Euthanasie, Zwangssterilisationen und Aktion T4 waren für die Stralsunder nicht so präsent wie die Aktionen und Schmähungen gegen Juden und Mischlinge. Das lag zum einen daran, dass sich die 1912 eröffnete Provinzialheilanstalt weit vor den Toren der Stadt befand und zum zweiten an dem Fakt, dass die betreffenden Aktionen innerhalb kurzer Zeit erfolgten.

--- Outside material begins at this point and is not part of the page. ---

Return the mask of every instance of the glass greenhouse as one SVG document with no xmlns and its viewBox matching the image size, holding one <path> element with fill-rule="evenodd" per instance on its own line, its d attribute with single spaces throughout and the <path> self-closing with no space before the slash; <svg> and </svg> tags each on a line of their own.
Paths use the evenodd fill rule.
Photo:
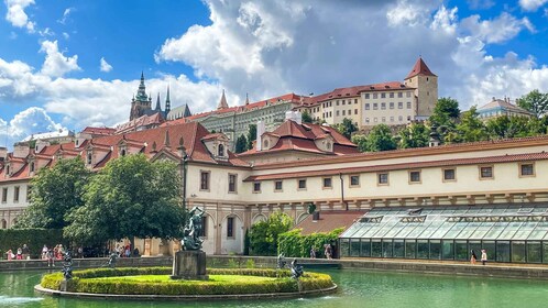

Bereits im Juli 1933 war das „Gesetz zur Verhütung erbkranken Nachwuchses“ verabschiedet worden, das die Möglichkeit einer zwangsweisen Sterilisation schuf und im Jahr 1934 wirksam wurde. In Stralsund wurden zwischen 1933 und 1939 372 Männer und 280 Frauen zur Sterilisation ins Städtische Krankenhaus eingewiesen. 3 von ihnen starben infolge der Operation. Die Verordnung zur Sterilisation erfolgte in zwei Dritteln der Fälle durch Ärzte der Heilanstalt; ein Drittel wurde durch den damaligen Stralsunder Amtsarzt eingewiesen.

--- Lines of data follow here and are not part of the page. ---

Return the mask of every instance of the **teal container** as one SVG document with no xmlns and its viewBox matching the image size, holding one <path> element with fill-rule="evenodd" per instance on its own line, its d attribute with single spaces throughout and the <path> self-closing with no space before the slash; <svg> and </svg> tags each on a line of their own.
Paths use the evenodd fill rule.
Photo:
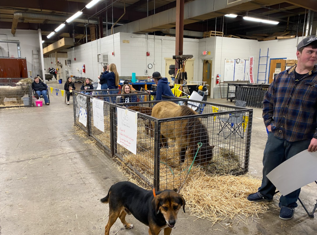
<svg viewBox="0 0 317 235">
<path fill-rule="evenodd" d="M 132 73 L 132 79 L 131 81 L 133 82 L 135 82 L 137 81 L 136 78 L 135 76 L 135 73 Z"/>
</svg>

Der Beginn des Zweiten Weltkrieges war gleichzeitig der Startschuss für konkrete Planungen zur Vernichtung aller nicht in das Idealbild des Nationalsozialismus passenden Bürger. Die Grundlage bildete die Ermächtigung durch Hitler vom Oktober 1939, „die Befugnisse … zu bestimmender Ärzte so zu erweitern, dass nach menschlichem Ermessen unheilbar Kranke bei kritischster Beurteilung ihres Krankheitszustandes der Gnadentod gewährt werden kann.“1
Damit begann eine systematisch durchgeführte Massenvernichtungsaktion, die nach der Adresse der organisatorischen Zentrale im Tiergarten 4 als Aktion „T4“ bekannt wurde. Während man im Tiergarten noch mit den organisatorischen Vorbereitungen beschäftigt war, schuf der Gauleiter von Pommern, Schwede-Coburg, bereits Fakten.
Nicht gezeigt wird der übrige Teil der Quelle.